You are viewing a plain text version of this content. The canonical link for it is here.
Posted to commits@arrow.apache.org by dh...@apache.org on 2021/07/04 08:54:15 UTC

[arrow-datafusion] branch master updated: Implement metrics for HashJoinExec (#664)

This is an automated email from the ASF dual-hosted git repository.

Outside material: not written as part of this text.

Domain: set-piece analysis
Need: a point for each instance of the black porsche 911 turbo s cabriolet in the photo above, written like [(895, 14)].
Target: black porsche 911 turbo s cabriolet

dheres pushed a commit to branch master
in repository https://gitbox.apache.org/repos/asf/arrow-datafusion.git


The following commit(s) were added to refs/heads/master by this push:
     new e036a62  Implement metrics for HashJoinExec (#664)
e036a62 is described below

commit e036a626d3ac41fb3c414371ceb1e250af14f11a
Author: Andy Grove <an...@gmail.com>
AuthorDate: Sun Jul 4 02:53:56 2021 -0600

    Implement metrics for HashJoinExec (#664)
---
 datafusion/src/physical_plan/hash_join.rs | 103 +++++++++++++++++++-----------
 1 file changed, 66 insertions(+), 37 deletions(-)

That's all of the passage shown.